Das Wort
„Akzidens“ steht für eine Metakategorie, welche laut Kategorien neun
einzelne Kategorien, nämlich die Akzidenzien, umfasst. Dazu kommen jedoch in
anderen Schriften, zum Beispiel im Buch IV der Metaphysik, sowie im
sogenannten „Wörterbuch“, also Buch V, noch weitere Seinsmodalitäten, von denen
einige den Akzidenzien zugeordnet werden können. Im Kontrast zu den vielen
Akzidenzien verbleibt die Substanz in der Einzahl und behauptet damit ihre
einzigartige Stellung und ihren Primat. Auch einzelnen Akzidenzien wie dem
echein von Abschnitt 23 in Buch V wird das pollachos legetai zugesprochen
(1023a 8) – nicht aber der Substanz.
Und doch
findet sich auch für die Substanz eine Differenzierung: kata dyo tropous
legetai – sie wird in zwei Versionen eingesetzt (1017b 23): wohlgemerkt in
genau zwei Versionen und diese zwei sind nicht einfach zwei nebeneinander
liegende Bedeutungen sondern zwei formal unterschiedliche und streng
zusammengehörige Aspekte. In den Kategorien heißen sie „erste Substanz“
und „zweite Substanz“. Mit der ersten Substanz sind getrennt existierende
Individuen gemeint, mit der zweiten Substanz sind Artbestimmungen gemeint, die
nur in den Individuen vorkommen und ohne die die Individuen nicht auskommen.

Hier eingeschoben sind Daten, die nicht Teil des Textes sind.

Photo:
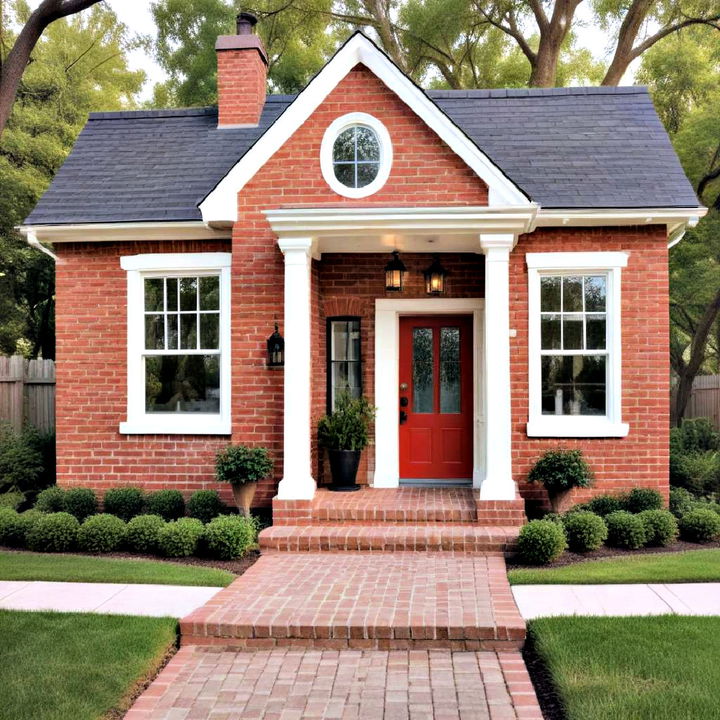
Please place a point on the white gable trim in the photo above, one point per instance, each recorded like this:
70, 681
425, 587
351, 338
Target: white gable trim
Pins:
220, 205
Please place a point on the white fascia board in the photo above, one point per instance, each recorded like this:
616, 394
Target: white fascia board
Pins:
220, 205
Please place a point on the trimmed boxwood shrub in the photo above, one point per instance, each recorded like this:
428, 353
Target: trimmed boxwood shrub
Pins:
229, 536
168, 504
180, 538
541, 542
640, 499
625, 530
80, 502
51, 500
584, 531
101, 533
700, 526
125, 502
56, 532
661, 527
142, 534
205, 505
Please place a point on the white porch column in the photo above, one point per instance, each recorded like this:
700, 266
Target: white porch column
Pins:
498, 482
298, 482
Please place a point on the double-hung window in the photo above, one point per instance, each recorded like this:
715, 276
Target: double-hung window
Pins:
178, 343
575, 344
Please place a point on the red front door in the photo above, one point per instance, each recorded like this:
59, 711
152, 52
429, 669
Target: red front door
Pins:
436, 397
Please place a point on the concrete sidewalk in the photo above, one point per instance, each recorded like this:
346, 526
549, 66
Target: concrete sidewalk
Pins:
617, 600
107, 598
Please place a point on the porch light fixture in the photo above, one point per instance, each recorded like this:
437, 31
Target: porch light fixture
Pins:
435, 278
394, 273
276, 349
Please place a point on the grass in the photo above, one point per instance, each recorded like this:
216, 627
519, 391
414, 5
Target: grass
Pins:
664, 668
690, 566
55, 666
82, 568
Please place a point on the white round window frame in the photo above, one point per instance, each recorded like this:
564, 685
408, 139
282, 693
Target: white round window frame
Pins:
326, 154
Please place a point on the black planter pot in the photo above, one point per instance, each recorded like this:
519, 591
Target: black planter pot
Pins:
343, 467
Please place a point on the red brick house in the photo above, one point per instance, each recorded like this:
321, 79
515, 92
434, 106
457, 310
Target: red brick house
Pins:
532, 225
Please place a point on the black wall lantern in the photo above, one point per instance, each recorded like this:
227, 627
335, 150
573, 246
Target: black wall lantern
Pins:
394, 273
276, 349
435, 278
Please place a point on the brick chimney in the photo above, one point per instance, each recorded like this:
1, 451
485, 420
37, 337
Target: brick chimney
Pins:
242, 75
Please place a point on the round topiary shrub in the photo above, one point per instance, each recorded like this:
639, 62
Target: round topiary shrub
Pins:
625, 530
168, 504
51, 500
541, 541
80, 502
205, 505
180, 538
229, 537
661, 527
142, 534
640, 499
126, 502
56, 532
584, 531
101, 533
700, 526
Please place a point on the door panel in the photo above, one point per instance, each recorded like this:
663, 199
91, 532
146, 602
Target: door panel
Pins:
435, 398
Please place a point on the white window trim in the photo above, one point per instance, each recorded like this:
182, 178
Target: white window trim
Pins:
139, 421
611, 425
326, 154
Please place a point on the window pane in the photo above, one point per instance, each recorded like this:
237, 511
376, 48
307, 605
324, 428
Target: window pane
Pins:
182, 383
450, 370
422, 370
550, 332
595, 293
573, 385
210, 293
550, 294
572, 294
154, 295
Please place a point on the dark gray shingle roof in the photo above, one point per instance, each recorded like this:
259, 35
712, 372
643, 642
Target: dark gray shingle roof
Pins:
565, 147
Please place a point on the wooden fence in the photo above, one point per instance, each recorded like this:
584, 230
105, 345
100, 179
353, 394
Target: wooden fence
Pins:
27, 392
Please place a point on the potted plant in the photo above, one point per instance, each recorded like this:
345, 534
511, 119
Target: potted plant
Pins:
242, 467
345, 433
559, 471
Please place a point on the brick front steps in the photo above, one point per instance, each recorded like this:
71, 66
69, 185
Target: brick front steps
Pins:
391, 601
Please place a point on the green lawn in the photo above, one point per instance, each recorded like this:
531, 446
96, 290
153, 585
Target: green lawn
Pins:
57, 666
691, 566
82, 568
656, 668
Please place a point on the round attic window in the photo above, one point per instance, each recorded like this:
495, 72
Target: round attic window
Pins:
356, 155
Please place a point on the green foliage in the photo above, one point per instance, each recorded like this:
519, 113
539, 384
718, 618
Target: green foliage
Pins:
700, 525
661, 527
101, 533
584, 531
168, 504
626, 530
561, 470
180, 538
229, 536
205, 505
142, 534
51, 500
348, 426
80, 502
239, 464
56, 532
541, 541
125, 502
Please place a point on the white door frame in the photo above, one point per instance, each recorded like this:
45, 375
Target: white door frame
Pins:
387, 378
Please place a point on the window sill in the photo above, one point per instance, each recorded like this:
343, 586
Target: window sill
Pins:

Mit den Artbestimmungen werden die Individuen an die Klasse ihrer Artgenossen
angeschlossen, indirekt auch die noch umfangreichere Klasse ihrer
Gattungsgenossen. Am 18. April 2013 habe ich (in indirektem Anschluß an
Philippe Descola) die vielen aristotelischen Bezeichnungen zusammengestellt,
die Aristoteles für die zweite Substanz in Verwendung hat: es sind beinahe zehn
und sie reichen von eidos und morphe bis entelecheia und psyche.
Handelt es sich dabei um strikte Synonyme oder etwa gar um ein -
neuerliches - pollachos legetai der zweiten Substanz auf niedrigerer (?)
Ebene?
Diese Frage
sei offengelassen – aber es darf die Vermutung geäußert werden, dass die
Substanz, dieses Bollwerk der Einheit in der Brandung, beinahe im Chaos der
Akzidenzien und der weiteren Seinsmodalitäten, doch nicht ganz unerschütterlich
dasteht.
Mir geht es in
der Aristoteles-Lektüre darum, seine Fachsprache in Umgangssprache zu
übertragen. Ein Anliegen, das sich nicht mit dem Problem der Übersetzung, der
technisch optimalen Übersetzung, deckt, sondern darüber hinausgeht.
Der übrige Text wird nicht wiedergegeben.